Kata: Ich denke da an emergente Momente – wo etwas springt. Für mich war das in Indien, als ich plötzlich wusste, worum es in COSMOTIC thematisch gehen soll. Bis dahin hatten wir uns an der Technologie orientiert – aber dann kam das Motiv.

Steffen: (lacht) Weißt du noch, wie anders es am Anfang war? Die Blasen, die hyperlink-artige Struktur – alles UX. Aber es war seelenlos.

Micha: Stimmt. Also hattest du deinen emergenten Punkt – unsere kommen noch.

Kata: Es gab mehrere solcher Momente. Aber der war der deutlichste.

Steffen: Wir arbeiten ja auch schon seit über einem Jahr daran…

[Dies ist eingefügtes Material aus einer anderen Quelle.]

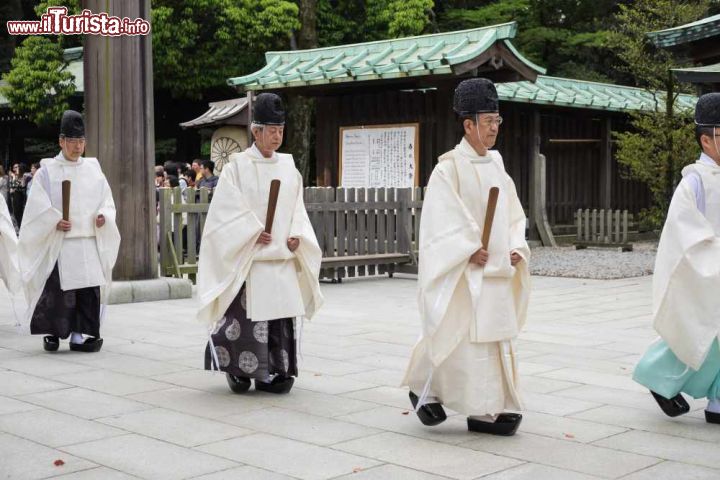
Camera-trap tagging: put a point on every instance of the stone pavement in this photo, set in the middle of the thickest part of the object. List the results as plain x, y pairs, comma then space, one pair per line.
144, 408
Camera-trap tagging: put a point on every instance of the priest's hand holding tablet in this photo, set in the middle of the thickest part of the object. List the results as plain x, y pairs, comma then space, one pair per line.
480, 257
264, 239
64, 225
293, 243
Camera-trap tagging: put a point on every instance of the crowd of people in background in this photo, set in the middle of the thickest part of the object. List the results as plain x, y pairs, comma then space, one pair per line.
15, 187
199, 174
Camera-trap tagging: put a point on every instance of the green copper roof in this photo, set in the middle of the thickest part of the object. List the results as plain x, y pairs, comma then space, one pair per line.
564, 92
706, 74
705, 28
437, 54
74, 59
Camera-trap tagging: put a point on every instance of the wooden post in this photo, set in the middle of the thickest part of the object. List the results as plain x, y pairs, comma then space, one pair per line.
165, 227
119, 120
606, 164
539, 226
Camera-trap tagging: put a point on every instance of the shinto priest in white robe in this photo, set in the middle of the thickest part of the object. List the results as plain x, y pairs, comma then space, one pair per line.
65, 274
249, 293
686, 304
471, 315
9, 270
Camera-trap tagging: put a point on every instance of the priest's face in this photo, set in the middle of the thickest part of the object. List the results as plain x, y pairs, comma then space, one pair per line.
268, 138
711, 144
72, 148
482, 132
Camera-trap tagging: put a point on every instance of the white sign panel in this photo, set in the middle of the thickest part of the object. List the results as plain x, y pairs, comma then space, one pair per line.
379, 156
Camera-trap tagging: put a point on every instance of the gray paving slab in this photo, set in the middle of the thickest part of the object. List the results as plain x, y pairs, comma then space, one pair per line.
146, 396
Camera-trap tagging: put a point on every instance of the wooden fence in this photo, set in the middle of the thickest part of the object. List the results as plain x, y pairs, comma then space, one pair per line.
604, 228
360, 231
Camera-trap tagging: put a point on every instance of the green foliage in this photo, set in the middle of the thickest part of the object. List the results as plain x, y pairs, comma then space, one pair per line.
643, 151
74, 7
661, 143
568, 37
398, 18
38, 84
348, 21
647, 64
198, 44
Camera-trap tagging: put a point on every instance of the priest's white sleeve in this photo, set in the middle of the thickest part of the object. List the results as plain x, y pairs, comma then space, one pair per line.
227, 247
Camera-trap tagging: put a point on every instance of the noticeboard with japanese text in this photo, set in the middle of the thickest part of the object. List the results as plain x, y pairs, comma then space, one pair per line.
379, 156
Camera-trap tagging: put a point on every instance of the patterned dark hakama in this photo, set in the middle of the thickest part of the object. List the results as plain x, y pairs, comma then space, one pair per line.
253, 349
59, 312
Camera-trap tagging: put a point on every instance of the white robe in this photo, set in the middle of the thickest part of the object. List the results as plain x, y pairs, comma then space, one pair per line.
9, 270
86, 254
280, 283
465, 357
686, 305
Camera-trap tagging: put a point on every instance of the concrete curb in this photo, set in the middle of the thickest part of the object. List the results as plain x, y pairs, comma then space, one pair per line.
163, 288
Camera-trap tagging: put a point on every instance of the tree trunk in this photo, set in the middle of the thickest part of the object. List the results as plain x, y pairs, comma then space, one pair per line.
11, 10
301, 110
119, 117
669, 113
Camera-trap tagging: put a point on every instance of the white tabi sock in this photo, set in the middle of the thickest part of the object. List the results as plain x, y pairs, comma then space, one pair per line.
714, 405
485, 418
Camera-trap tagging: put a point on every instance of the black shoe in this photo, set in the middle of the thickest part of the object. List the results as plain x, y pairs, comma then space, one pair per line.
506, 424
51, 343
430, 414
673, 407
237, 384
279, 384
90, 345
712, 417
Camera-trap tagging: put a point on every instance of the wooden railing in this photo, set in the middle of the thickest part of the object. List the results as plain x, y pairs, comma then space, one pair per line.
361, 231
602, 228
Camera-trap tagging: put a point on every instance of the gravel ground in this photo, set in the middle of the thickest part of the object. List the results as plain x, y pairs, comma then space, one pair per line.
594, 263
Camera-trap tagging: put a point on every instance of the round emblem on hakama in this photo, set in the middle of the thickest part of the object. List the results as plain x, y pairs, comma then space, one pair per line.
248, 362
287, 328
223, 356
285, 359
232, 332
260, 331
69, 301
243, 300
219, 325
279, 358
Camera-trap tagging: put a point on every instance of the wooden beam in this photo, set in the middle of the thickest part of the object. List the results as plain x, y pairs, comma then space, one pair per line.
120, 132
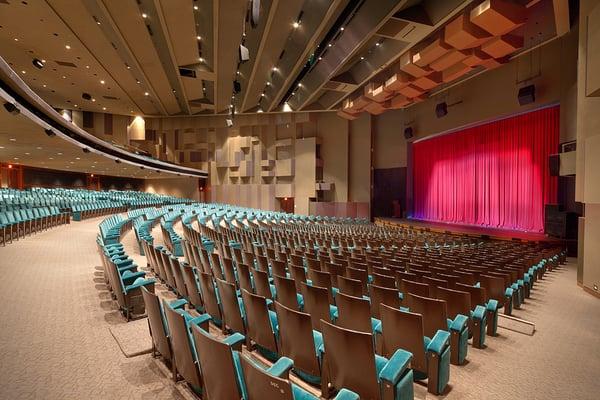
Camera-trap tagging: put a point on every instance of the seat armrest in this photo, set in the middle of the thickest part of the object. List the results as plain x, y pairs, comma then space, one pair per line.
235, 341
439, 342
459, 323
178, 304
492, 305
395, 367
478, 313
281, 368
199, 320
139, 283
345, 394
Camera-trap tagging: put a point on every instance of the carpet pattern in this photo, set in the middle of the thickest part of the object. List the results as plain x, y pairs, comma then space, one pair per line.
54, 341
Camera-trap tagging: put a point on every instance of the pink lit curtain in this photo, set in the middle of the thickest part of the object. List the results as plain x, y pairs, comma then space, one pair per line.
493, 175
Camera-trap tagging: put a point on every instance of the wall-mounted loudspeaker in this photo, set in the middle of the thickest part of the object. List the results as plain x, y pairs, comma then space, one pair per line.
554, 164
11, 108
441, 109
244, 53
254, 13
527, 95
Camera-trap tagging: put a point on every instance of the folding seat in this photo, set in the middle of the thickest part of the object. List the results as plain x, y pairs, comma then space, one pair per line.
210, 298
261, 325
262, 285
350, 287
376, 378
231, 308
285, 289
192, 287
435, 317
382, 295
495, 288
430, 355
299, 276
355, 313
279, 268
384, 280
244, 277
406, 287
300, 342
157, 324
459, 303
434, 283
182, 345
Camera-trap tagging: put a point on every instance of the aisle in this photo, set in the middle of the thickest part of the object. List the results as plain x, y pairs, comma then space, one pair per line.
55, 313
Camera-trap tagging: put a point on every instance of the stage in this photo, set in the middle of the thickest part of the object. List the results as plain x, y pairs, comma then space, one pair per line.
471, 230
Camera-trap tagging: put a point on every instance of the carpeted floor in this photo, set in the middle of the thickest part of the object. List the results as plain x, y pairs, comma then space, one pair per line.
55, 342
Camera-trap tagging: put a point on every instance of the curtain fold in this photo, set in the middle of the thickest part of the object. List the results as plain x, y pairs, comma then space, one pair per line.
494, 175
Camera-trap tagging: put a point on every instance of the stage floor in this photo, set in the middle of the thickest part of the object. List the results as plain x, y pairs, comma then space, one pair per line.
493, 233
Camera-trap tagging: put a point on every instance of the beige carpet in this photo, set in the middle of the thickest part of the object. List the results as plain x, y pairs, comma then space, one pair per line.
54, 341
133, 338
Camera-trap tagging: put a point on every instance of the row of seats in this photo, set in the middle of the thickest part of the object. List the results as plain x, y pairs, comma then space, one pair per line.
121, 274
18, 223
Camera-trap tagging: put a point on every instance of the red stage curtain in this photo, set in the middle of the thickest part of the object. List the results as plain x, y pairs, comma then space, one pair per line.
493, 175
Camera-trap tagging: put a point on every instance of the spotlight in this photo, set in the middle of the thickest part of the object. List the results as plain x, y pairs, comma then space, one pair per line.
11, 108
441, 109
37, 63
527, 95
244, 53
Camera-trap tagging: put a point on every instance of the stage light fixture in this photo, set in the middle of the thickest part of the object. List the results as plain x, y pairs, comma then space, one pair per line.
37, 63
11, 108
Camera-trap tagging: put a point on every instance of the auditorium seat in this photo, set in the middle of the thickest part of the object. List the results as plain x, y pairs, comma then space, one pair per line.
430, 354
435, 317
377, 378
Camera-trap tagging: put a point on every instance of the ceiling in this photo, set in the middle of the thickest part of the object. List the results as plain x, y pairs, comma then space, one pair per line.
24, 142
181, 57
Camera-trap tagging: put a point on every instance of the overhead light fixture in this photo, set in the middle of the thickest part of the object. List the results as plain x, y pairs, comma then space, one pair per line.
37, 63
11, 108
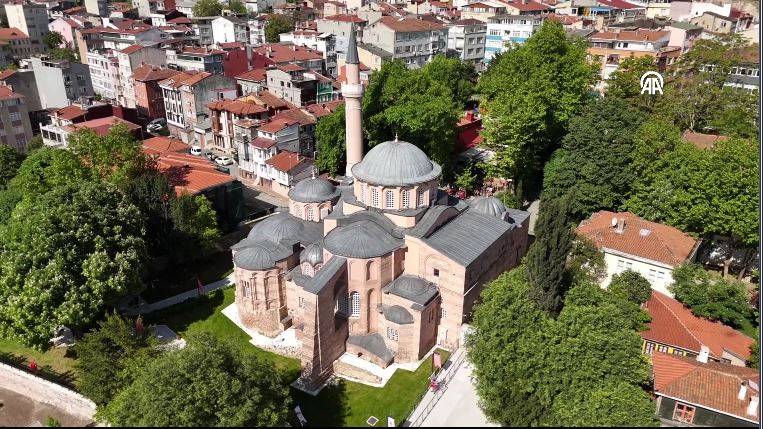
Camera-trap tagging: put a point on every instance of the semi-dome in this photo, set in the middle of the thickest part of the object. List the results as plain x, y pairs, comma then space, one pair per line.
396, 163
490, 206
313, 191
260, 255
313, 254
363, 239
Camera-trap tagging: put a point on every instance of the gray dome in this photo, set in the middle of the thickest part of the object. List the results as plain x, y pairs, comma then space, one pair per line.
313, 191
396, 163
313, 254
363, 239
278, 227
490, 206
260, 255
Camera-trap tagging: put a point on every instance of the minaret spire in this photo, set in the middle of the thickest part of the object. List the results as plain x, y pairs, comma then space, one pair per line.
352, 91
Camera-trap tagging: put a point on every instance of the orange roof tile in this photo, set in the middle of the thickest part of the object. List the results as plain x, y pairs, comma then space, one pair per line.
711, 385
650, 240
675, 325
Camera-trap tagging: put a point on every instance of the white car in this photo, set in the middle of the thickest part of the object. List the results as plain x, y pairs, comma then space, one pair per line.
224, 160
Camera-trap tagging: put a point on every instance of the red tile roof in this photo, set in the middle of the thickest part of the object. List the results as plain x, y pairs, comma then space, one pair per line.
710, 385
650, 240
675, 325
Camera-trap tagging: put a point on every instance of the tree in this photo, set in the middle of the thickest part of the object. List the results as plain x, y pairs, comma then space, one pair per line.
276, 25
631, 286
713, 298
584, 368
109, 357
207, 383
207, 8
65, 257
329, 138
547, 258
595, 158
10, 160
53, 40
529, 94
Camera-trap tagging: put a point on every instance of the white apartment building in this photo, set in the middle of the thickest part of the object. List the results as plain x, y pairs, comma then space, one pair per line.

Kata: Das erste Konzept war von September 2014. Damals war es ein reiner Kommunikationsraum – mit Schreibenden und Lesenden. Es hat sich seither stark verändert.

Steffen: 2014 schon? Ich dachte, wir sprachen erst 2015 darüber.

Kata: Ich hatte schon etwas früher angefangen. Und magische Momente hatte ich auch auf Technopartys. Techno lässt mich nur fühlen – da ist kein Denken mehr. Wenn dann noch das Soziale dazukommt – das ist Magie.

Frage: Technologien und Entfremdung – fördern neue Medien die Vereinzelung des Menschen?

Robert: Diese These ist alt. Schon mit der Erfindung der Tageszeitung hieß es: Die Leute reden nicht mehr miteinander. Aber: Ist Entfremdung wirklich negativ? Ich sehe sie eher als Schaffung von Freiräumen. Man kann sich bestimmten sozialen Situationen entziehen – das ist auch eine Form von Autonomie. „Entfremdung“ ist für mich ein problematischer Begriff.

Kata: Und was ist mit dem gesellschaftlichen „Wir“ – wird das durch Technologie zersetzt?

Robert: Im Gegenteil. Neue Technologien ermöglichen neue Formen des Miteinanders – jenseits der alten One-to-Many-Medien. Heute kann jede:r direkt mit seiner Bezugsgruppe kommunizieren – ob per Messenger, Plattform oder VR. Das gesellschaftliche „Wir“ entsteht neu – auch wenn es in den Kinderschuhen steckt.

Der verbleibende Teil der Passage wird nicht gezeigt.